Google's Spanner Database Offers Global ScaleSpanner, Google's latest database technology, relies on atomic clocks to ensure the consistency of distributed data.
Google began deploying Spanner in 2011 as part of an effort to rewrite F1, its internal advertising backend. A Spanner deployment, as befits Google's ambitions, is called a universe. The company has three universes: a test/playground universe, a development/production universe, and a production-only universe.
F1 was originally based on a MySQL database that handled tens of terabytes of data. Its initial structure involved a sharding scheme--a way to divide the database--that assigned customer data to a fixed shard. This allowed the use of indexes and sophisticated processing of queries, but proved difficult and costly when resharding--a resource-intensive manual process--was necessary to accommodate database growth.
Because of the complexity of resharding F1 data, Google's engineers began trying to limit the growth of the F1 MySQL database by storing data using Bigtable, a NoSQL data storage technology that the company developed in 2004 and continues to rely on. But Bigtable limited both the transactional data visibility Google needed and the ability to query across the entire data set.
[ What's new with OpenStack? Read OpenStack Poised For Cloud Leadership. ]
Google has always put a premium on the ability to operate at scale and Spanner represents a continuation of that goal.
"Spanner automatically reshards data across machines as the amount of data or the number of servers changes, and it automatically migrates data across machines (even across datacenters) to balance load and in response to failures," Google's research paper explains. "Spanner is designed to scale up to millions of machines across hundreds of datacenters and trillions of database rows."
Google fellow Jeff Dean, one of more than two dozen Google engineers credited as co-authors of the paper, described early work on Spanner back in 2009 at the third ACM SIGOPS International Workshop on Large Scale Distributed Systems and Middleware (LADIS).
Spanner provides applications with the ability to dynamically control where data resides--data stored close to the user can be delivered faster and data replicas stored near each other can be written to faster--and how many times data is replicated. The system can move data dynamically and transparently between data centers to balance resource usage. What's more, it can read and write data consistently on a global scale--something that is difficult for databases to do.
The key to Spanner is what Google calls the TrueTime API, which allows timestamps to be reliably applied to database operations around the globe. Without sufficiently accurate timestamps, network latency and clock variations can lead to synchronization errors in distributed systems.
To achieve a globally consistent time system, Google has deployed a set of atomic clocks and GPS hardware in every data center. Without redundant time references, Spanner would become unreliable, which isn't what Google wants with its revenue-generating ad system. The paper's authors argue that future distributed systems should no longer accept loosely synchronized clocks.
"This is more or less NoSQL throwing in the towel," said Jim Starkey, CTO of NuoDB, a company that makes a cloud database system with goals similar to Spanner, in a phone interview.
Google pushed MySQL to the breaking point, says Starkey, noting that the company's data was heavily sharded and didn't scale. NoSQL, in the form of Bigtable, wasn't the answer for Google's distributed ad system because it only promises eventual data consistency. When accessing data in real-time, he explained, the information might not be consistent throughout the system. NoSQL trades guarantees of atomicity, consistency, isolation, durability--the ACID properties that ensure data reliability during database operations--for performance in distributed systems at scale.
"Trying to get ACID transactions on Bigtable is a programming nightmare and too difficult for most programmers to do," said Starkey.
This is something Google itself acknowledges in its paper: "[W]e have also consistently received complaints from users that Bigtable can be difﬁcult to use for some kinds of applications: those that have complex, evolving schemas, or those that want strong consistency in the presence of wide-area replication."

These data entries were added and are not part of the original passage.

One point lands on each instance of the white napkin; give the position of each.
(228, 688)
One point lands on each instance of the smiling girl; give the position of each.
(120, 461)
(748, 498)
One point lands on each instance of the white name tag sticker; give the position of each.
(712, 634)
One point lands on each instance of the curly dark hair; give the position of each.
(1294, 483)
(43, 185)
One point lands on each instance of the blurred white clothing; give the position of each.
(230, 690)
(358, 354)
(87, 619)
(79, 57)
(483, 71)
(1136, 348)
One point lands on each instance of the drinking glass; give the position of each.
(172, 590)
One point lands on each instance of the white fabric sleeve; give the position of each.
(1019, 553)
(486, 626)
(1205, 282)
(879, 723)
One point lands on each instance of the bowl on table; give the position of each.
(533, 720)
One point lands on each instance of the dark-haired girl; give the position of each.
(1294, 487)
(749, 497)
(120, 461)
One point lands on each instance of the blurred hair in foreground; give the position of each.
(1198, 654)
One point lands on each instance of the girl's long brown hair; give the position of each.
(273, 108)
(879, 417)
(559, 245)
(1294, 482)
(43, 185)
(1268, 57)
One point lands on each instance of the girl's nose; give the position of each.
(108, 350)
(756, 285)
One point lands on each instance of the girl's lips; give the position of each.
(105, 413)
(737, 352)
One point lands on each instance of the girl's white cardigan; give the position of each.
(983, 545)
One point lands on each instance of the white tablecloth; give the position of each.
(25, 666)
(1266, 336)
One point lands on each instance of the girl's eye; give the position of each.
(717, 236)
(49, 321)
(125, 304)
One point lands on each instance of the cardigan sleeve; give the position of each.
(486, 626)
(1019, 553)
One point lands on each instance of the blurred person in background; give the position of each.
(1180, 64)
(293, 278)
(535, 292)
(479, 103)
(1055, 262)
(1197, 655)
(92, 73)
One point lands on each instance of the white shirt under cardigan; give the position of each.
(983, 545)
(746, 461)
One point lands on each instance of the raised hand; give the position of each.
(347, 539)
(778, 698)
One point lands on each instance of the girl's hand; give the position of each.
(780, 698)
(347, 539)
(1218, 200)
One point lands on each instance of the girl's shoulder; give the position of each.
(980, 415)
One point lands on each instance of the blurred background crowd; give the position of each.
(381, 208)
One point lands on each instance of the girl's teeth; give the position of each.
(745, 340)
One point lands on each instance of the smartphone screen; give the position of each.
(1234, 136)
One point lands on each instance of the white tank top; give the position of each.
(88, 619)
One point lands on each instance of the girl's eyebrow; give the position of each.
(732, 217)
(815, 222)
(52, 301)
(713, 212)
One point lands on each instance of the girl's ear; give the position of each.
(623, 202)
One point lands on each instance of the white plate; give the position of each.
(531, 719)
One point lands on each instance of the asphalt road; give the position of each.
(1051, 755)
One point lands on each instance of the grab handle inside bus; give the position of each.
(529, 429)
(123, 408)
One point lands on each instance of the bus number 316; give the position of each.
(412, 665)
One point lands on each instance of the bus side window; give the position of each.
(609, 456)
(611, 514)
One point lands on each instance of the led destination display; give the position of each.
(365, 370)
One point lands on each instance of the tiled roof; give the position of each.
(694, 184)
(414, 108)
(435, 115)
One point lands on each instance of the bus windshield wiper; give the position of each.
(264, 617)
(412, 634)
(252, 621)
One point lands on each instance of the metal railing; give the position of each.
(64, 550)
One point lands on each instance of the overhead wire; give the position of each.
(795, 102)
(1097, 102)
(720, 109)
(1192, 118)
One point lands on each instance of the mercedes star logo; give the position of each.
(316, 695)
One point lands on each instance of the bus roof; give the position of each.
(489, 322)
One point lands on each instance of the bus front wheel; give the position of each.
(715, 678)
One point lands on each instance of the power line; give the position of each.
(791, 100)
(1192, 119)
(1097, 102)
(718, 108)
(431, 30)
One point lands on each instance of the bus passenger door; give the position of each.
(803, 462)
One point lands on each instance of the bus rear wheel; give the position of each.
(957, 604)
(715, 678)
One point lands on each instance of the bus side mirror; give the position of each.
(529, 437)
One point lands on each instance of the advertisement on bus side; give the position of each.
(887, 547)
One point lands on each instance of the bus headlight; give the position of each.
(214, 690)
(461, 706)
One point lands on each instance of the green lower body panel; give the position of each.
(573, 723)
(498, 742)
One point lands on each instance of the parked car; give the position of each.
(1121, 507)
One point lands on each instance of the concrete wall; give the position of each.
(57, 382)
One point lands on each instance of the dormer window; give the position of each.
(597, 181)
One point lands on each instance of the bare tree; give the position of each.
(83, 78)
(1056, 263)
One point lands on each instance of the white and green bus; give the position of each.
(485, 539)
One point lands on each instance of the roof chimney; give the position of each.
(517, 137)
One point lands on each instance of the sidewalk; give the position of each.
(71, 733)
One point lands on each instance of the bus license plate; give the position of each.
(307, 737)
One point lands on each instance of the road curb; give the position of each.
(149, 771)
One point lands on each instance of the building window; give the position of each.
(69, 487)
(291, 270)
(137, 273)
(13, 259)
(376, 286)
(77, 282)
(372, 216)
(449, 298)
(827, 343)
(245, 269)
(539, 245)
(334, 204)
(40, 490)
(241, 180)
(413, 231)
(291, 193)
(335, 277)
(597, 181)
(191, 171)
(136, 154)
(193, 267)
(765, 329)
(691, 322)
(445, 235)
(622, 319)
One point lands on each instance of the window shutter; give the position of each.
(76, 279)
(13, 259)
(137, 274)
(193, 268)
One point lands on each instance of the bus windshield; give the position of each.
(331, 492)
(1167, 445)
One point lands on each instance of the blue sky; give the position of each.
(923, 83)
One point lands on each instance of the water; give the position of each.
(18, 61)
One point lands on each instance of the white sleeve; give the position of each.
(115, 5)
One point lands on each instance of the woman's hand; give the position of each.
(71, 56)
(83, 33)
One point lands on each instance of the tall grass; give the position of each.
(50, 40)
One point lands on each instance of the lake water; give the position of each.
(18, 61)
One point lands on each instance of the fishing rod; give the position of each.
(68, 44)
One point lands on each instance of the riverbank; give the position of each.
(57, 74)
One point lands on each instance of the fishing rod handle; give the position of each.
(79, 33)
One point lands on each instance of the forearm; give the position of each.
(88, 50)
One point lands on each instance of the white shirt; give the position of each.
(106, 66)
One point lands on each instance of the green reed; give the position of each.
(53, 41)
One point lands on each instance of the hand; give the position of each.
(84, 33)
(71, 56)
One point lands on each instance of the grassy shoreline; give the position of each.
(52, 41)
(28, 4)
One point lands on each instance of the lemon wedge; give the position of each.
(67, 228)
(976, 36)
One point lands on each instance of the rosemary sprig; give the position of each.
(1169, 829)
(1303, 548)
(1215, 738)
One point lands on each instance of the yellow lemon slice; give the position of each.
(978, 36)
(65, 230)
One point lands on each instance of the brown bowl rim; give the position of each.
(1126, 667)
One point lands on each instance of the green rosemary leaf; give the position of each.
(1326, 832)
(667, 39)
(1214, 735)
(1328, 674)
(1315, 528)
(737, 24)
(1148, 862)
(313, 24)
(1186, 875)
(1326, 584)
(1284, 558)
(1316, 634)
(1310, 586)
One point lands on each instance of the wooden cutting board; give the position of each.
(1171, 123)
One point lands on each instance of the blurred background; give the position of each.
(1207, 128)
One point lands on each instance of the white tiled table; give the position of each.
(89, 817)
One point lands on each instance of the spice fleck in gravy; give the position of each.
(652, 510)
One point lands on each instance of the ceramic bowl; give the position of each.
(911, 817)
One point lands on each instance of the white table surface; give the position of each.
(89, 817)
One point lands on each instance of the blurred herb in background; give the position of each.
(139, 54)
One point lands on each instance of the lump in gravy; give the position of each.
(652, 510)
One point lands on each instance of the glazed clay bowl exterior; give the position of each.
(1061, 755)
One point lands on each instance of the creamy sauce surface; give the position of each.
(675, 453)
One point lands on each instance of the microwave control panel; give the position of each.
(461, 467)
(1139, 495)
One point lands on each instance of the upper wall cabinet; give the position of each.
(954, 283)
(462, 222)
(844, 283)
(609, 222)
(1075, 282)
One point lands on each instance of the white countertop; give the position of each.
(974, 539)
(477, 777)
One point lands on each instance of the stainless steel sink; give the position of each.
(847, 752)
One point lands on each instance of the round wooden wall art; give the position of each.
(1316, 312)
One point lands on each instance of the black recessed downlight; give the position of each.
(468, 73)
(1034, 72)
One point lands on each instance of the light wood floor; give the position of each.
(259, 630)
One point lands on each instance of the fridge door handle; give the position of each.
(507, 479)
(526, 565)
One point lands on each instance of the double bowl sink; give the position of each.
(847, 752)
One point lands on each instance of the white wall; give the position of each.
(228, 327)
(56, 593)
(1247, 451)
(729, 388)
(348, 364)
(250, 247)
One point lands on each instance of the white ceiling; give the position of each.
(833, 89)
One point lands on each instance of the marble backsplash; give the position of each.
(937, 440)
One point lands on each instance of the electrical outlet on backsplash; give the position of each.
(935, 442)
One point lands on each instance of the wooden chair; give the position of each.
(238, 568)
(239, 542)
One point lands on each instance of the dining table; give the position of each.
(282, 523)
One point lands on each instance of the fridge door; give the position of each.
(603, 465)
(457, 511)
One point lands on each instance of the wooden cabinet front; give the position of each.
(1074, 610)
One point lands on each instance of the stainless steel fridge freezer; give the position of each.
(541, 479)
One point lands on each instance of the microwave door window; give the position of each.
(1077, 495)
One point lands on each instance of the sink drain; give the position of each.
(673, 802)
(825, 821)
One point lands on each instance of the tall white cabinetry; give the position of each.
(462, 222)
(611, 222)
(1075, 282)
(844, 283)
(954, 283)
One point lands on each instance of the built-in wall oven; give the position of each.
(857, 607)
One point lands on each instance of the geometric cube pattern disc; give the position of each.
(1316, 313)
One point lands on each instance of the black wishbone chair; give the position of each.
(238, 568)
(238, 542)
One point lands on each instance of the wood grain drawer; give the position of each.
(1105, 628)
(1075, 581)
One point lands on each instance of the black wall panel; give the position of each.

Starkey says Spanner is very interesting technology, but he's not sure whether it will be useful for other businesses that don't deal with the same distributed data challenges as Google. Even Google, he suggests, may not end up using it for its external-facing applications like Gmail or Picasa, because those apps don't have the same data access requirements as F1.
"The question is can Google really get the throughput that they need for their applications," said Starkey. "My take on it is that Spanner is quite complicated to configure, install, and manage. But it's really exciting to see another company going out there to deal with databases in a way that validates the assumptions we made."